Note: This article has nothing to do with sexuality.
It has been exactly a dozen of years since this country self-proclaimed as ‘fully democratic’. Fully democratic? You mean, even a high-school-graduate can earn a noble position in House of Representative? So far, I believe that this process only occurs in Indonesia, perhaps, one of the funniest countries in the world, in terms of ‘legislation posters’. Statistics showed that last year, more than half a million (that’s up to 500.000!) people listed their names as ‘legislative nominees’, competing for approximately between 13.000 to 15.000 parliamentary seats throughout the country, from the city/county level, provincial level, national level, and one more, regional level. (In Indonesia, we call them consecutively as DPRD Kota/Kabupaten, DPRD Provinsi, DPR, and DPD). Some even involved their siblings, children, fathers, mothers, and worse, concubinages. Where had the rest gone? Some estimated that many might have gone insane, or got admitted to asylums, due to inability to pay off the debts they used as ‘campaign budgets’. But, despite the ironies, let me recall these memories back, again and again, with these laughable pictures.
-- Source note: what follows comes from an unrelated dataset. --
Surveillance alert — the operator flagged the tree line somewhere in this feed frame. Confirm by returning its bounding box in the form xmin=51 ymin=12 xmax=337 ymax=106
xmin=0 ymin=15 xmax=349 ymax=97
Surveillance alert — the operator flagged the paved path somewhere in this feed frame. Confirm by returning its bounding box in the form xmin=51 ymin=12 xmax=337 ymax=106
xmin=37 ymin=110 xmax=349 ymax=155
Everybody suddenly suspected Shia LaBeouf was running for the election.
This ‘James Bond’ proves he can eradicate poverty, assume that he got elected. As well as sleeping well.
Superman asked for a political asylum from Indonesia, and got listed in the election.
Sir, may I marry your daughter right now? Hahaha.
This old man must have been obsessed with Muhammad Ali.
What on earth are you doing, buddy? People think you are more of a provider’s salesman.
Dear God, I’m puzzled!
Not truly a Kungfu Panda.
Oh, it seems that the story has run out of the plot is supposed to be. Kungfu Panda suddenly escapes from Master Shifu, and lists his name as a legislation nominee under the nickname of ‘Justice Warrior’? *(&*&%%**!!!!
What the hell are you? You are going to promote yourself, your boxing competition, and cigarettes? :B !!!
Fact: Nia Ramadhani is currently daughter-in-law of one of our country’s most powerful business moguldoms named Aburisol Bakery, oops, sorry!, Aburizal Bakrie.
Caleg goes rock! Metal!
Really? He could have earned Nobel Prize for Peace.
Suddenly, Aang delays his mission in saving the world and cracking down The Kingdom of Fire. Instead, he comes to Indonesia for ‘hot seat’.
Conclusion: everybody, regardless of who and what you are, be it toddlers, superheroes, cartoons’ characters, fathers of belle women, providers’ salesmen, rocker, peacemaker, or karate teacher, you can use this chance if that takes place once again. Fully democratic, fully ‘democrazy’.